The Moral Machine was able to collect a huge swath of this data from random people, so Ariel Procaccia from Carnegie Mellon University's computer science department decided to put that data to work.

In a new study published online, he and Iyad Rahwan — one of the researchers behind the Moral Machine — taught an AI using the Moral Machine's dataset. Then, they asked the system to predict how humans would want a self-driving car to react in similar but previously untested scenarios.

Effectively, Proccacia wanted to demonstrate how a voting-based system could provide a solution to the ethical AI question, and he believes his algorithm can effectively infer the collective ethical intuitions present in the Moral Machine's data. “We are not saying that the system is ready for deployment,” he told The Outline. “But it is a proof of concept, showing that democracy can help address the grand challenge of ethical decision making in AI.”

Crowdsourced Morality

This idea of having to choose between two morally problematic outcomes isn't new. Ethicists even have a name for it: the double-effect. However, having to apply the concept to an artificially intelligent system is something humankind has never had to do before, and numerous experts have shared their opinions on how best to go about it.

OpenAI co-chairman Elon Musk believes that creating an ethical AI is a matter of coming up with clear guidelines or policies to govern development, and governments and institutions are slowly heeding Musk's call. Germany, for example, crafted the world's first ethical guidelines for self-driving cars. Meanwhile, Google parent company Alphabet's AI DeepMind now has an ethics and society unit.

Other experts, including a team of researchers from Duke University, think that the best way to move forward is to create a "general framework" that describes how AI will make ethical decisions. These researchers believe that aggregating the collective moral views of a crowd on various issues — like the Moral Machine does with self-driving cars — to create this framework would result in a system that's better than one built by an individual.

However, this type of crowdsourced morality isn't foolproof.
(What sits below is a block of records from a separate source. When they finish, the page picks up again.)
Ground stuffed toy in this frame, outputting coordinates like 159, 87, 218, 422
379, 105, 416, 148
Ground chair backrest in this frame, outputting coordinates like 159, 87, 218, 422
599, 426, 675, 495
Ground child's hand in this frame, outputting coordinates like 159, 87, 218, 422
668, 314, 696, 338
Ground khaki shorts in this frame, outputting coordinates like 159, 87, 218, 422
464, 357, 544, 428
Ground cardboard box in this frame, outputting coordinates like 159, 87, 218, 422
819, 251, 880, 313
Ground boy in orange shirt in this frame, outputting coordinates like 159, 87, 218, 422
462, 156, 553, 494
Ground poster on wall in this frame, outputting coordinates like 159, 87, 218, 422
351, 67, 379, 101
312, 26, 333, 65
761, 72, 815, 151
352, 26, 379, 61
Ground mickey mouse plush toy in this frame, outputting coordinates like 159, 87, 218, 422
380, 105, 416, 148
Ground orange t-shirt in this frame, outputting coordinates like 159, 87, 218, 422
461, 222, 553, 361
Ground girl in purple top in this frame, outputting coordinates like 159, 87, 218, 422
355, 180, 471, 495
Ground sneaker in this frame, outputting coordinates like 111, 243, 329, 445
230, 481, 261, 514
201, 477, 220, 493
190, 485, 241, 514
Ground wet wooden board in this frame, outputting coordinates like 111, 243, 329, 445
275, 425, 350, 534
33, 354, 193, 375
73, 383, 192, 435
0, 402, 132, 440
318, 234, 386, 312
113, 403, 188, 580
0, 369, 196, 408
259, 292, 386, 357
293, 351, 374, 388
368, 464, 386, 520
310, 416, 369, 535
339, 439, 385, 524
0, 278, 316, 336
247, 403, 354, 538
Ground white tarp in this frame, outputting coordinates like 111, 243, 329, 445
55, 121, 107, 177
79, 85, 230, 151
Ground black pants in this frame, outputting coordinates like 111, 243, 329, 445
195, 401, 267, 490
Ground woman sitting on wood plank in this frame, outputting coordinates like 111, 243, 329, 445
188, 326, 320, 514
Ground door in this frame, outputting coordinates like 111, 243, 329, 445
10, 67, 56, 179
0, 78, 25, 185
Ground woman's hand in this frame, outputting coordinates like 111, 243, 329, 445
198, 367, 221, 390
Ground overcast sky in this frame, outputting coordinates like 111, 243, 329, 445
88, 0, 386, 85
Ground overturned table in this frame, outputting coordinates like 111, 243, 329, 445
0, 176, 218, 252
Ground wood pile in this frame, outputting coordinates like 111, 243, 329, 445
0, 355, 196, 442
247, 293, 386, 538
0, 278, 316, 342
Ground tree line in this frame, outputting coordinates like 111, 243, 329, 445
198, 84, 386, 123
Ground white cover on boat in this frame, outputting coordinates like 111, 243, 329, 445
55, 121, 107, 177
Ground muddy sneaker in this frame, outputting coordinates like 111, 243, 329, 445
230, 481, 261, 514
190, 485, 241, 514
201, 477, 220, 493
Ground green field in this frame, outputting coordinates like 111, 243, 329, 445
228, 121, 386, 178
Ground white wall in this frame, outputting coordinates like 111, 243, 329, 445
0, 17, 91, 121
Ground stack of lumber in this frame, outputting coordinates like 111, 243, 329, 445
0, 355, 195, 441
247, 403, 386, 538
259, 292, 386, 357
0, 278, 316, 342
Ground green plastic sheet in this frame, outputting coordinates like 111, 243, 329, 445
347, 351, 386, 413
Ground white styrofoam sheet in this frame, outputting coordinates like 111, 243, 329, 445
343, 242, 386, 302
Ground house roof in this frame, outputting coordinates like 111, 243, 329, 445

One sample group may have biases that wouldn't be present in another, and different algorithms can be presented the same data but arrive at different conclusions.

For Cornell School of Law professor James Grimmelmann, who specializes in the dynamic between software, wealth, and power, the idea of crowdsourced morality itself is inherently flawed. “[It] doesn't make the AI ethical," he told The Outline. “It makes the AI ethical or unethical in the same way that large numbers of people are ethical or unethical.”

For Proccacia, these limitations are valid, and he acknowledges that their research is still only a proof of concept. However, he believes a democratic approach to building a moral AI could work. “Democracy has its flaws, but I am a big believer in it," he said. "Even though people can make decisions we don’t agree with, overall democracy works.”